Improving Instruction

Sample Scenarios

The following scenarios showcase specific examples of how the various item analysis methodologies can be used to improve instruction.


Prioritizing Standards

In this scenario, conditional formatting/highlighting will be used to identify standards that identify areas of strength as well as areas of focus. Some of the questions we're asking the data include:

  • What standards stand out as areas of strength?

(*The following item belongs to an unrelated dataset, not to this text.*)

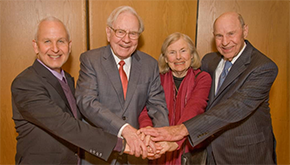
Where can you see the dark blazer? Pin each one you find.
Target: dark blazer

  • What standards stand out as focus areas?

  • Is this consistent among all questions within those standard areas?

We will use the Replicating the ORS Display - Sample Results method to explore these questions..

Curriculum & Pacing

In this scenario, the total questions asked per strand will assist in determining if the pacing guide aligns with the critical areas of focus for the grade. Some of the questions we're asking the data include:

  • What are the most heavily assessed strands/topics in this course/grade?

  • Are we dedicating adequate instructional time (pacing) to fully explore the most heavily assessed strands/topics?

  • Should we consider any modifications to the current scope & sequence?

We will use the Aggregate by Standard - Sample Results method to explore these questions for 6th grade math.


Prioritizing Content

In this scenario, a conceptual strand/topic area will be the focus of a unit redesign based upon item analysis. Some of the questions we're asking the data include:

  • Which strand/topic stands out as an area of focus for possible unit redesign? Consider school performance in conjunction with how heavily assessed this strand/topic is.

  • Which standards should be prioritized in the unit redesign?

  • How do the released items compare to our current assessment items?

We will use the Aggregate by Standard - Sample Results method to explore these questions for 8th grade mathematics.

Trends over Time

In this scenario, multi-year OST Item Analysis data is used to identify areas of focus based upon trends over time.

Note: the Aggregate by Standard method will also include trend data in future years.


Comparing between Schools

In this scenario, a district level analysis will compare results between schools within a district while also comparing to the overall district and state average. Some of the questions we're asking the data include:

  • Are different strength areas apparent in the data? Can schools learn from each other?

  • How does individual school performance compare with other school(s) in the district? State?

  • What are some commonalities in focus areas amongst schools?

We will use the Aggregate by Standard - Sample Results method to explore these questions for comparing Geometry results between the high school and middle school.